I am a late bloomer when it comes to getting my shit together and sorting out my boundaries.
My close friend of 30 years and my ex of 28 years are the subjects of my post. Neither of them ever asked me anything - what I liked, what my opinion was, how I felt, largely.
One thing they have in common, which I am sure can't be the reason is that they are both older than me by 15 yrs plus.
The friend : we are now living at distance, but occasionally chat on phone and email. I began to realise that i am being 'talked at' instead of 'talked to' if that makes any sense at all? And once i could see it, I can't bloody unsee it. So most of my conversations go nowhere. I dont mean she is selfish, more that she doesnt show interest. This has how it's always been, and i have always felt a bit confused with her. At arms length i suppose.

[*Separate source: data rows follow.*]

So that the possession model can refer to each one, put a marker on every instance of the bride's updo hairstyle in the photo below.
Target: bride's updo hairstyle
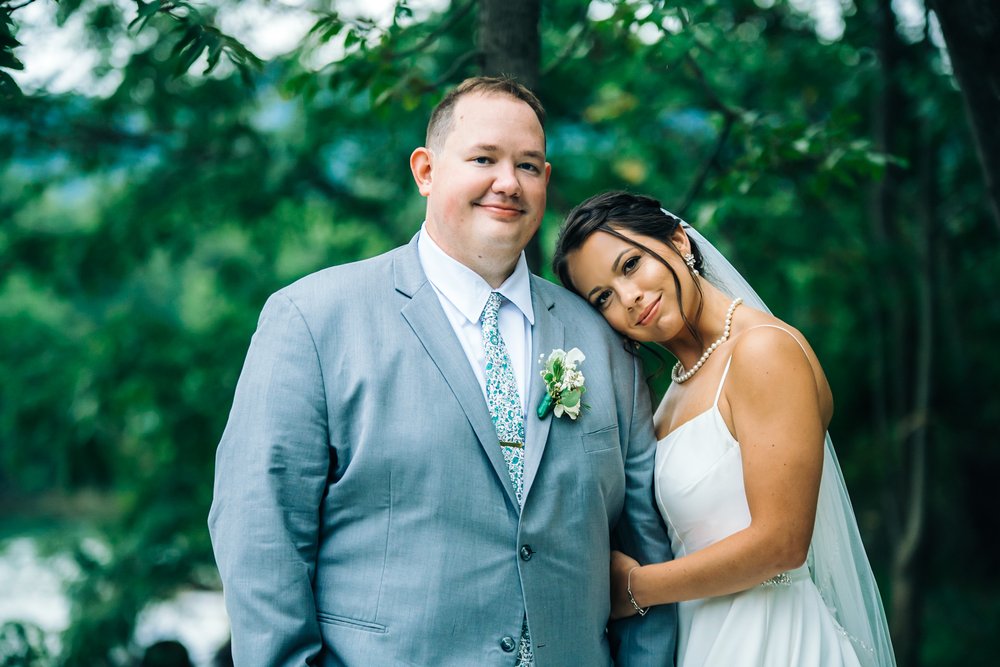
(614, 212)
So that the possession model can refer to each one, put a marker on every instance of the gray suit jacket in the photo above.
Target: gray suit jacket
(363, 513)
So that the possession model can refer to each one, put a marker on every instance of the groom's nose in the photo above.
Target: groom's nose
(505, 180)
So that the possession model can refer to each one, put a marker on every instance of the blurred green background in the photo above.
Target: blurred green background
(207, 154)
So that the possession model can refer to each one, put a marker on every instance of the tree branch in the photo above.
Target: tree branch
(13, 8)
(567, 50)
(434, 34)
(706, 166)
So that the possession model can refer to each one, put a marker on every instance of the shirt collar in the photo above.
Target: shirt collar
(467, 290)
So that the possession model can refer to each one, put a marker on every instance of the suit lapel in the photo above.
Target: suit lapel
(425, 316)
(546, 335)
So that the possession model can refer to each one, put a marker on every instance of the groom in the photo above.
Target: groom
(386, 491)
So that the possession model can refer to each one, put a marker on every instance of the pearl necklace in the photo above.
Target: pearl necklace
(679, 375)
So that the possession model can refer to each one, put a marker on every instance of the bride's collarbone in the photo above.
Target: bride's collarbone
(684, 402)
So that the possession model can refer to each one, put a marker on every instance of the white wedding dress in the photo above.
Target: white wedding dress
(781, 623)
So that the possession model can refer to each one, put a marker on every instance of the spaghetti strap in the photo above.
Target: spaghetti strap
(718, 392)
(775, 326)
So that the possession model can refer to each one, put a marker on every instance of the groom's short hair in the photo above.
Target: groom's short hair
(442, 118)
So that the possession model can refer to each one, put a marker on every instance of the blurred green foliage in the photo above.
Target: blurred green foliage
(141, 232)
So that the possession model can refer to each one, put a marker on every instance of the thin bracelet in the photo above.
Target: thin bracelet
(640, 610)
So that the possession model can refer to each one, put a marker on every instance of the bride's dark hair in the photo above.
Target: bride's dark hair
(613, 211)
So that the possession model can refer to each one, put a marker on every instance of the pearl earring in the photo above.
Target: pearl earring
(689, 260)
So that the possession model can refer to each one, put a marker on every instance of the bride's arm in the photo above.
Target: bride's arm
(776, 416)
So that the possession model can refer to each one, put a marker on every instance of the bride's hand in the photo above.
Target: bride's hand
(621, 564)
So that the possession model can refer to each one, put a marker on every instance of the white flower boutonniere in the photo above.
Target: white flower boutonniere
(563, 383)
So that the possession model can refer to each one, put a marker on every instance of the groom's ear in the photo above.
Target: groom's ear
(421, 168)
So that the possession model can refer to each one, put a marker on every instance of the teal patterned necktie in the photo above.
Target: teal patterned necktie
(502, 395)
(504, 401)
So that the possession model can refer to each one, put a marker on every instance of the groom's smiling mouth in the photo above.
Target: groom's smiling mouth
(500, 209)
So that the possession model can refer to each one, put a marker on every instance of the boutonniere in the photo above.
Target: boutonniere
(563, 383)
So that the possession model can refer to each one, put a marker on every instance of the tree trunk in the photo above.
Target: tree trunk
(904, 320)
(972, 32)
(510, 44)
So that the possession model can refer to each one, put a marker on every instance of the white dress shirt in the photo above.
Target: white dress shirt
(463, 294)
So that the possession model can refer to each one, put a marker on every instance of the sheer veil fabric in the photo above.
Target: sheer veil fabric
(837, 561)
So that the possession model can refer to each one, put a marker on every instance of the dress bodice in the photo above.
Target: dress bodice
(699, 481)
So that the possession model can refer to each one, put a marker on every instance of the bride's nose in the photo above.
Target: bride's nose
(632, 296)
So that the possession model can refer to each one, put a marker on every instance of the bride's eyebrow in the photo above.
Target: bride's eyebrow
(614, 267)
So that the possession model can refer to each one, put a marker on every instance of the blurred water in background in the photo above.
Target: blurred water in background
(32, 588)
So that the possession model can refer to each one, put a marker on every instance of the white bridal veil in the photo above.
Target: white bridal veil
(837, 560)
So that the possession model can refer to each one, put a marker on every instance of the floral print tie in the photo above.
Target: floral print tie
(504, 401)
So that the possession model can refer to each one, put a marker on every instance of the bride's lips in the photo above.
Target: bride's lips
(647, 315)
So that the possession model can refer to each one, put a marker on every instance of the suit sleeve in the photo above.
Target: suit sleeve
(649, 640)
(271, 472)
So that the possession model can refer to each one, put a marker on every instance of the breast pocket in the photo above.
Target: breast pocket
(605, 438)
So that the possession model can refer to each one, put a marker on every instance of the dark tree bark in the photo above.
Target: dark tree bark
(903, 328)
(510, 44)
(972, 32)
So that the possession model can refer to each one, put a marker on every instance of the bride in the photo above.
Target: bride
(769, 568)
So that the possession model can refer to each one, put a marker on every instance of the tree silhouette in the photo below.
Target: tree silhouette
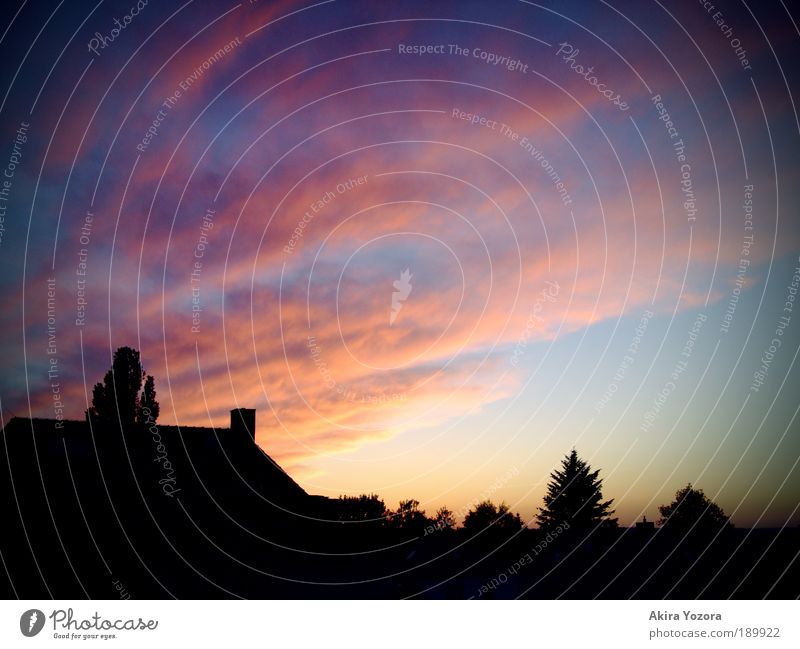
(444, 519)
(360, 508)
(118, 399)
(408, 517)
(485, 515)
(574, 496)
(692, 510)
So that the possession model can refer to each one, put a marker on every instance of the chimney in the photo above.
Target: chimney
(243, 422)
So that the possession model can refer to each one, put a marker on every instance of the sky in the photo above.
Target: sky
(435, 245)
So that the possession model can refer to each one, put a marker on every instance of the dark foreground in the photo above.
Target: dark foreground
(85, 518)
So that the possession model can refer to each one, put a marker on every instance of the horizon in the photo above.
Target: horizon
(422, 243)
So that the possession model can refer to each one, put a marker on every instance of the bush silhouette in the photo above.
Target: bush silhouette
(692, 511)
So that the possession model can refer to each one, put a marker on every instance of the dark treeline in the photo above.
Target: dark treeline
(119, 505)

My ex was similar, as i am beginning to realise. He rarely enquired anything about me at all, only if he thought I might be upset. He never wanted to share, plan or converse with me, although he was not at all typically abusive. It is odd how the both of them are similar in this way. Most other people I know are/seem more regular.
What i want to ask is..does anyone even get this? Is it weird to never ask people anything? Doesn't intimacy just provoke it, generally? I suppose i lived with this for so long it felt normal to me. I would hate people to question me interrogatively or go to the other extreme, but I suppose balance is healthy. Now i have moved away, started a new life as such and it is all beginning to occur to me. I am still close to both of these people, and wish them well, but I do find it odd.